We have learned the hard way that if debt reaches current US levels, stopping a slide into insolvency is very painful. There is no prospect of the US getting out of the debt mess by defaulting – they can just print dollars. Trying to square the circle of continuing to borrow big, while paying rising interest bills, can only be achieved in one of two ways – through inflation, or by what is termed financial repression. While the latter is less likely, it would involve the US government forcing the rest of the US economy to lend to it. However, if the US government hoovered up all national savings, this would severely impact on investment and growth, as has happened in Japan.
The US budgetary problems matter for the rest of the world because most countries, including China, hold much of their financial reserves in the form of US government debt.
In the early 1970s under Richard Nixon, when US borrowing was out of control, inflation was allowed to dramatically increase, peaking at 11 per cent in 1974. This very rapidly eroded the value of the US debt, which also represented much of the financial reserves held by the rest of the world. In response to reproaches from US creditors, the then US treasury secretary John Connally responded with Trump-like arrogance: “Our money, your problem”. This pattern was repeated under Ronald Reagan, and it is highly likely that under Trump a burst of inflation will again be needed to erode the US government debt, much of which represents foreigners’ reserves.
Already, worry about this has led to a fall of 10 per cent in the value of the dollar compared to the euro since Trump took office. For our exports to the US, the 10 per cent increase in their cost in dollars comes as a double whammy on top of the 10 per cent tariff rate already imposed.
Other countries won’t be as ready to lend to the US when the value of their bond holdings are being eroded.
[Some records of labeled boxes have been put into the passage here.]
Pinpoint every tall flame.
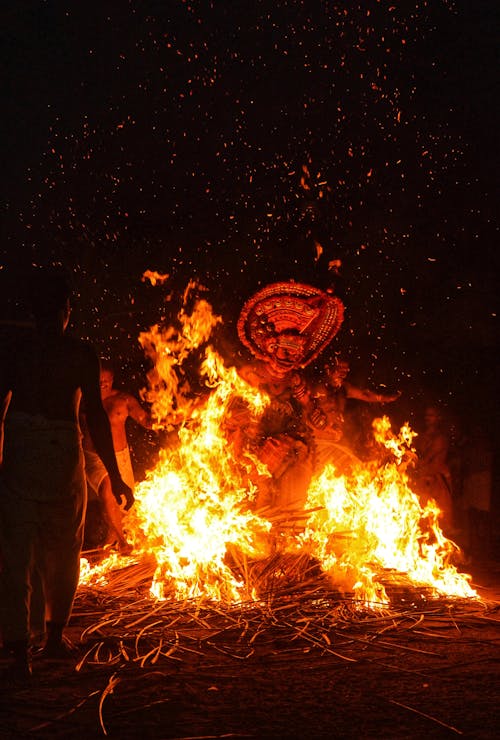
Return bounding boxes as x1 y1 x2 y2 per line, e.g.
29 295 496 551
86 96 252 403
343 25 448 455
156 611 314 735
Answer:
80 283 476 604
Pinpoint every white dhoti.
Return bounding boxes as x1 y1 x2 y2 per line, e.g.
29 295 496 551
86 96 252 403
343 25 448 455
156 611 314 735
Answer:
0 413 86 641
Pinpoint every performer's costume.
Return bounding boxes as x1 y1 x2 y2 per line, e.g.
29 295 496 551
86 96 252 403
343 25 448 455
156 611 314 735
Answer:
234 282 343 509
0 412 87 642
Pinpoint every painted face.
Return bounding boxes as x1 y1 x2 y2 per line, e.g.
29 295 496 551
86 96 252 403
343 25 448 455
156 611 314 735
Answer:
328 360 349 388
265 332 306 375
99 370 113 398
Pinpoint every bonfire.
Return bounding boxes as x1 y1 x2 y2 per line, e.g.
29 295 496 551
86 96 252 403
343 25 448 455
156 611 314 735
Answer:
81 283 476 609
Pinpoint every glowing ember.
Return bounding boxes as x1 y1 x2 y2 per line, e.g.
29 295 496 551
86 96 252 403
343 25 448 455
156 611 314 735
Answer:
82 284 476 604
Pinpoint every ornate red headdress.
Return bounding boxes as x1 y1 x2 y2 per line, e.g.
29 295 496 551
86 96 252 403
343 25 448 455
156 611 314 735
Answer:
238 282 344 368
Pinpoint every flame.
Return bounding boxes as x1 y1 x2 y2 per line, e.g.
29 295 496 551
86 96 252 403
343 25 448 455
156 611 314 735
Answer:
81 283 476 605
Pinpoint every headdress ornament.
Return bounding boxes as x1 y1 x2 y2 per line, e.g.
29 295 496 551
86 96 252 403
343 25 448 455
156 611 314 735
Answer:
237 282 344 368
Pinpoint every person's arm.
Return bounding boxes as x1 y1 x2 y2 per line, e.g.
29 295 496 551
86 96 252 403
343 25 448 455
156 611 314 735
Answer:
127 394 152 429
344 382 401 403
81 345 134 509
0 388 12 468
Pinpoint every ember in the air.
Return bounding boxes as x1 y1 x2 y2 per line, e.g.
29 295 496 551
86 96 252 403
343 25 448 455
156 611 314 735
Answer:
80 283 476 605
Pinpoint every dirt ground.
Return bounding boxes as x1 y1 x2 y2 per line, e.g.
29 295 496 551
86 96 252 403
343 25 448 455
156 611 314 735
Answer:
0 563 500 740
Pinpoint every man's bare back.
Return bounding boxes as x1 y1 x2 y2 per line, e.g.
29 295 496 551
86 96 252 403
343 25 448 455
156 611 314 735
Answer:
4 331 98 423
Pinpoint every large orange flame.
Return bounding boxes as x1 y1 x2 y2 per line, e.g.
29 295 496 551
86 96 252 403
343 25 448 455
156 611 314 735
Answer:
82 284 476 604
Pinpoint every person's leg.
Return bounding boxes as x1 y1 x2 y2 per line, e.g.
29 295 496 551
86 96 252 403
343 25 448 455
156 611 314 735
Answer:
35 468 87 657
99 476 131 554
0 487 36 678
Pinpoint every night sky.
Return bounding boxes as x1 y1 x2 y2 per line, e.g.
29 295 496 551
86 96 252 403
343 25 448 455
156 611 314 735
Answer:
0 0 499 436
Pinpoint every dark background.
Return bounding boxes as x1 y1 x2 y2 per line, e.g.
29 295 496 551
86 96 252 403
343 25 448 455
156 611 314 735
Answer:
0 0 499 440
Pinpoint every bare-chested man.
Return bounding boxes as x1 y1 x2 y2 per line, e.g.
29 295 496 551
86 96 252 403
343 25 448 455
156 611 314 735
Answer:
0 269 134 680
81 360 151 554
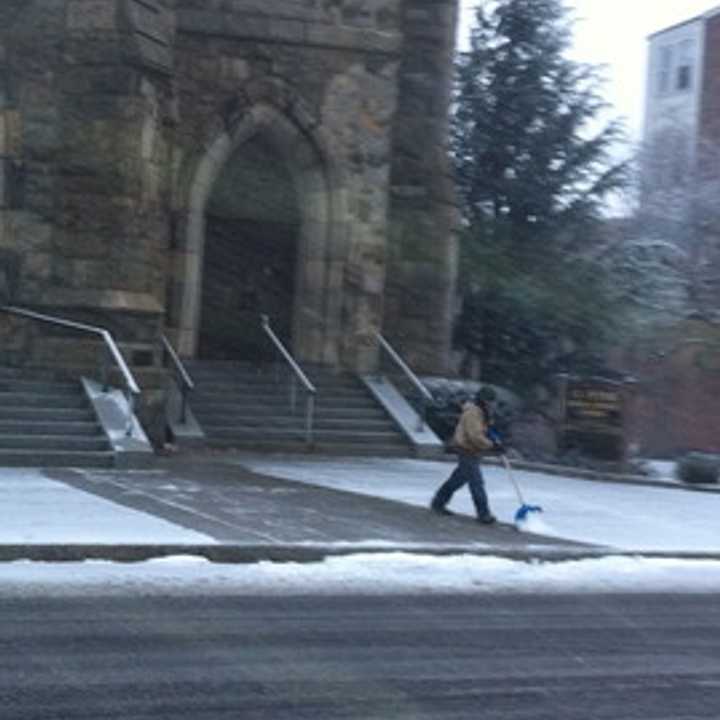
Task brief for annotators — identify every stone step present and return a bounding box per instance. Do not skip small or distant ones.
[189,363,412,457]
[188,405,392,425]
[0,434,110,452]
[0,378,81,397]
[190,395,378,413]
[207,426,407,447]
[197,414,395,432]
[0,404,95,422]
[0,450,115,468]
[209,437,411,457]
[0,392,87,408]
[0,368,115,467]
[0,419,100,436]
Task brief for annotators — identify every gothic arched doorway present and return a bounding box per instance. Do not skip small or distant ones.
[179,99,347,365]
[198,135,302,362]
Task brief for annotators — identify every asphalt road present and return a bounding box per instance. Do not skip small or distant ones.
[0,589,720,720]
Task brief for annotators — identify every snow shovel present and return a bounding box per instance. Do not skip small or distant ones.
[500,453,543,523]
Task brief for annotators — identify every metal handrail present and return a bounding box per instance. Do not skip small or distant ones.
[260,315,317,446]
[375,332,435,430]
[160,334,195,424]
[0,305,141,437]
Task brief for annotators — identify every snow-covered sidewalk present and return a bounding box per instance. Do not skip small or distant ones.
[243,457,720,552]
[0,468,214,545]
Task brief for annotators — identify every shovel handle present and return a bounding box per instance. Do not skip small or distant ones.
[500,453,525,505]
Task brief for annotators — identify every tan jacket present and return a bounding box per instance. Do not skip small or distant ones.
[452,402,493,455]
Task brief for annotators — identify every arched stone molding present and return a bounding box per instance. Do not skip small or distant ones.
[176,91,347,365]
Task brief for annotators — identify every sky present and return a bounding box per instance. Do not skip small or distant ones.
[458,0,720,142]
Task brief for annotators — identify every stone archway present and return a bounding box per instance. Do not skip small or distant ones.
[173,102,347,365]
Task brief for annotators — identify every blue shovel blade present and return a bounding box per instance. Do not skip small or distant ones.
[515,505,542,522]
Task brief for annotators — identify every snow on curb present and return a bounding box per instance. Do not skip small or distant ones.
[0,552,720,597]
To date, the interest rate paid by the US government for long-term borrowing has not risen significantly, but it is likely to do so over coming years, given the growing risk that the inflation solution will be adopted.
With rapidly rising debt, there’s increasing temptation for the US to allow inflation by persuading the US central bank, the “Fed”, to reduce short-term interest rates, rather than choking off inflation through higher interest rates. To date, Trump’s threats to force the Fed to reduce interest rates have fallen on deaf ears.
Trump may continue to try to strong-arm current Fed chairman Jerome Powell, but will doubtless replace him at the end of his term next year with a less independent, more pliant, nominee.